Grand Slam doubles results
- Wimbledon: 2R (1924)
- US Open: SF (1923)

Grand Slam mixed doubles results
- Wimbledon: QF (1924)
- US Open: QF (1923)

= Lilian Scharman =

American tennis player

Lilian Scharman Hester (née Scharman; June 26, 1901 – March 1, 1982) was an American tennis player who was active in the first half of the 1920s.

==Career==
She lost to Helen Wills in the first round of Wimbledon in 1924 and competed in the 1924 Summer Olympics. Having beaten JF Park and Norah Middleton, Scharman and Francis Hunter reached the quarterfinal of the Wimbledon mixed doubles event which they lost to Dorothy Shepherd-Barron and Leslie Godfree.

At the 1923 U.S. Women's Clay Court Championships she lost the final of the singles event to Mayme McDonald in three sets. In June 1923 at the New Jersey State Championships, played on clay courts at the Orange Lawn Tennis Club, she won the singles title as well as the doubles title, partnering Ceres Baker. Scharman was a runner-up at the 1924 U.S. Indoor Championships, played at Longwood, Chestnut Hill, losing the final in straight sets to Marion Zinderstein Jessup.

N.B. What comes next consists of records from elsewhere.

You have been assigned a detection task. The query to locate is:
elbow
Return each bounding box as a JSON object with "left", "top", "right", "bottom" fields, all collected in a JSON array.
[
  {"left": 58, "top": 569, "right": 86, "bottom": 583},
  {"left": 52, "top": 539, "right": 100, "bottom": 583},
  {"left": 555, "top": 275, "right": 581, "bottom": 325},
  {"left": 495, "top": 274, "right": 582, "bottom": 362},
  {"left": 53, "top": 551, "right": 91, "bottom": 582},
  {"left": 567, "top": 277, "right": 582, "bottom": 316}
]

She had a highest national ranking of No.4 in 1923.

==Personal life==
She was born in Brooklyn, New York on June 26, 1901, the daughter of August Charles Scharman, a businessman, (Note: In 1924 he was vice-president of the German Savings Bank and director of the Manufacturers Trust Company.) and Lillie Rueger Scharman. Her younger sister Frida (1907–1997) played competitive tennis and squash. In 1921 she graduated from Packer Collegiate Institute. On August 6, 1923, she married William Van Andem Hester jr. in Paris.